Wednesday, June 22, 2016

walking the talk

Wednesday, June 22, 2016 (6:46 a.m.)
Precious Jesus,

What would it look like if I were to behave as though I really, truly believe You to be as precious as I claim You to be?

I confess to You right now, I keep trying to say the right things. You are good. Your are God. I believe this. Truly, I do. It's in “walking the talk” that I falter.

Yesterday I sang repeatedly of the wonder working pow'r In the precious blood of the Lamb This is where I say, even sing, the right words; all the while wondering what they truly mean.

I'm to come to the Cross. Trust in the power of Your blood. It all sings very nicely. And here I tell You of the struggle going on within me.

I say I trust You because I want desperately to live as though I truly believe all I claim to regard as true. This is where I admit that I don't think I do.
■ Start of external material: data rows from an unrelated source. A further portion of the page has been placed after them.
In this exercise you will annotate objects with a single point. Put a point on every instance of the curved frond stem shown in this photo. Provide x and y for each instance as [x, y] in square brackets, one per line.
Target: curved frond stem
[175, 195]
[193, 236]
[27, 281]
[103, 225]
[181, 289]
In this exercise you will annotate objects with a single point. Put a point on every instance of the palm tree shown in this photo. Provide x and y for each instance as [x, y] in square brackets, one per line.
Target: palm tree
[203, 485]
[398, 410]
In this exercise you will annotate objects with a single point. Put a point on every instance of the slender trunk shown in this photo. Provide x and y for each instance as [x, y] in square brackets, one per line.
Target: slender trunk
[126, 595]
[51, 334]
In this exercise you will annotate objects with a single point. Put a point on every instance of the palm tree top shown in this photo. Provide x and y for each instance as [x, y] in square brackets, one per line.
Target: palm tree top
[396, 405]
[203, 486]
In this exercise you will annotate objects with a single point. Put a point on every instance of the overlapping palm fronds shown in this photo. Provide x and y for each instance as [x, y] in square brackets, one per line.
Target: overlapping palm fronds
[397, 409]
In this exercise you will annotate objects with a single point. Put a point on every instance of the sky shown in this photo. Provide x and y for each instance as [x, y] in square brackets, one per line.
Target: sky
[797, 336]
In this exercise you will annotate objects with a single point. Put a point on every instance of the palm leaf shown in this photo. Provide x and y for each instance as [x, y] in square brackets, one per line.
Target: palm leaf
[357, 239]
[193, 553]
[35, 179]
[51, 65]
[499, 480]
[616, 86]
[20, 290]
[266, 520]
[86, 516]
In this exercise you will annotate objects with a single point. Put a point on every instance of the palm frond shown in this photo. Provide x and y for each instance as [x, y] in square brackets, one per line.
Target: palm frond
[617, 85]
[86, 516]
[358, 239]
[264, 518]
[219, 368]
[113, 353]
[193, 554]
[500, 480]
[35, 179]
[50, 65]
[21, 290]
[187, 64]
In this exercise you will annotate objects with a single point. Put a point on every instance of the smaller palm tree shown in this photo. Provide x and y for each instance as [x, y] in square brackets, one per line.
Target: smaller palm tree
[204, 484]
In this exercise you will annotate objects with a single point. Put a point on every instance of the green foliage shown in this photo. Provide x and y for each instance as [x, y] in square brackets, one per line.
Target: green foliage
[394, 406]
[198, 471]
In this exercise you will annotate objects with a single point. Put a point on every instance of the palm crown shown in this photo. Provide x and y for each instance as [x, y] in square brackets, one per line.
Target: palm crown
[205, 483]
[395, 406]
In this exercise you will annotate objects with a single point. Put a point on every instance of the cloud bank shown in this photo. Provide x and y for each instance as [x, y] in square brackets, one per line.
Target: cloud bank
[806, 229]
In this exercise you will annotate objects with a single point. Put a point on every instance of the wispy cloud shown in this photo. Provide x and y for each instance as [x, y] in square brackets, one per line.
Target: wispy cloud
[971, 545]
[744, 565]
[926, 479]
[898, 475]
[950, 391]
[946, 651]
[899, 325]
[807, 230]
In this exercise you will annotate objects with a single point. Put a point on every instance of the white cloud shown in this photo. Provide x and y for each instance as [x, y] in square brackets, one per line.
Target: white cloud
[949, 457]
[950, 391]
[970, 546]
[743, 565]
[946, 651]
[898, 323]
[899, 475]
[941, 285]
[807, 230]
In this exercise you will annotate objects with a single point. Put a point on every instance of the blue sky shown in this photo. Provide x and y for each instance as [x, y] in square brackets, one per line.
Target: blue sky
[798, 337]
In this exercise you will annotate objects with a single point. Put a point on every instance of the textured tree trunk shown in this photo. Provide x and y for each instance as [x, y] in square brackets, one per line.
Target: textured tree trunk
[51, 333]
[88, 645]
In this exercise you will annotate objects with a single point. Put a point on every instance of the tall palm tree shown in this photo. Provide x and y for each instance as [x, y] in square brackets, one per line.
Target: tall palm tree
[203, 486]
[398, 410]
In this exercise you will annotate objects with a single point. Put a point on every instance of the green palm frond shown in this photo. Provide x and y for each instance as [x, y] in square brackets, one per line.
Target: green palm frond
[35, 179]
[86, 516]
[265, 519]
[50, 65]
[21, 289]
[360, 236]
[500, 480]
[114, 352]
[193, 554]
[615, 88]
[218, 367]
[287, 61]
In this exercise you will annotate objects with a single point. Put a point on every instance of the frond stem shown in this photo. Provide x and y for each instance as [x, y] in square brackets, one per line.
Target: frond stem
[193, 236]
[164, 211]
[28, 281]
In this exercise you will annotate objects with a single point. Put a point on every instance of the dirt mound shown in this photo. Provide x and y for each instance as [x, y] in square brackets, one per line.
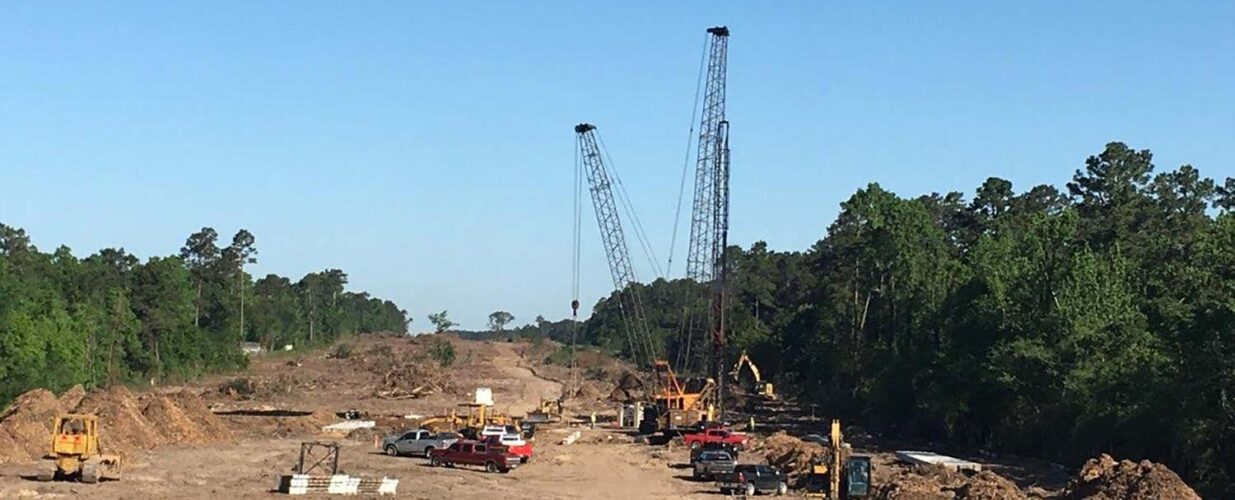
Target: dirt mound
[73, 396]
[121, 425]
[988, 485]
[1103, 478]
[27, 424]
[195, 409]
[791, 454]
[169, 421]
[929, 483]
I accept the blessings You provide. I give You the verbal praise and glory You so rightly deserve. And at the very same time I fret, grumble, wonder and stew over all the areas that I view as tragic.

Jesus. I call upon Your name. I turn to You. And I ask You to work in me as only You can. Do all You must to ready me to truly love You with all of my heart, soul, mind and strength (Mark 12:30).

Singing of the power in Your blood is one thing. I am asking You to take full control of my feelings, ambitions, thoughts and actions.

It is in You alone I want desperately to trust. Please Precious Jesus, let my walk match my talk! Thank You. I love You. Amen.